Phone Hacking Scandal: Andy Coulson Attempts to Dodge Parliament Questioning
Lawyers for the former News of the World editor imply he could incriminate himself by contradicting his 2009 testimony on the subject.
LONDON - He is without a doubt a key witness in the phone-hacking scandal: as the former editor of The News of The World, Andy Coulson has many of the answers about phone-hacking at his former newspaper, including which senior bosses approved it and whether they sanctioned the criminal acts of phone message hacking and paying police officers for evidence.
But the former editor seems to be looking for a loophole to prevent him from having to account for his actions to Parliament, citing the "concerns" a the number of separate investigations into phone-hacking at which he is likely to have to testify, according to The Guardian .
Coulson's lawyers, DL Piper, have told the Culture Select Committee that recently earlier this summer forced Rupert Murdoch and James Murdoch to give evidence, that their client does not want to appear before them.
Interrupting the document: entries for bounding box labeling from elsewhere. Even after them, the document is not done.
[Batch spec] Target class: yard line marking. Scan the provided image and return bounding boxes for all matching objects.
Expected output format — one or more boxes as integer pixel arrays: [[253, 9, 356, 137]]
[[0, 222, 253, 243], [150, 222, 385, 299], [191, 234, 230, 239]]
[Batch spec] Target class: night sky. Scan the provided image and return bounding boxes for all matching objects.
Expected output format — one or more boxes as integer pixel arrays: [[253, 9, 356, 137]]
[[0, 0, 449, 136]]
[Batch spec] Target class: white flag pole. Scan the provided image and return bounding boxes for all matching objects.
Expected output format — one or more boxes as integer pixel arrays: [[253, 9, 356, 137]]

"We have expressed our concerns to you previously about the effects of the parallel inquiries and investigations and the publicity generated by them. Given those concerns … our client does not wish to make any additional comments on the evidence he gave to the committee," the lawyers said, according to a letter published in The Guardian.
Coulson, who was arrested last month and remains on police bail, is likely keen not to incriminate himself in an arena where he would not ordinarily have a legal team present. He is expected to face questions on his previous testimony in 2009, much of which now looks doubtful in the wake of wave after wave of revelations about thousands of phone-hacking victims.
However, as a British citizen he may have no option but to appear before the Parliamentary committee, which issued official summons to James and Rupert Murdoch, compelling them to appear even through neither are British citizens.
Coulson resigned from the paper in 2007 when former Royal reporter Clive Goodman and investigator Glenn Mulcaire were jailed for phone-hacking. At the time Coulson and News International claimed that the practice had been restricted to "one rogue reporter" but subsequent evidence suggests that there were thousands of victims and that the practise was widely used.
His testimony could likely also prove embarrassing for Prime Minister David Cameron, who hired Coulson as his personal spokesman despite the evidence of criminal activity at The News of The World.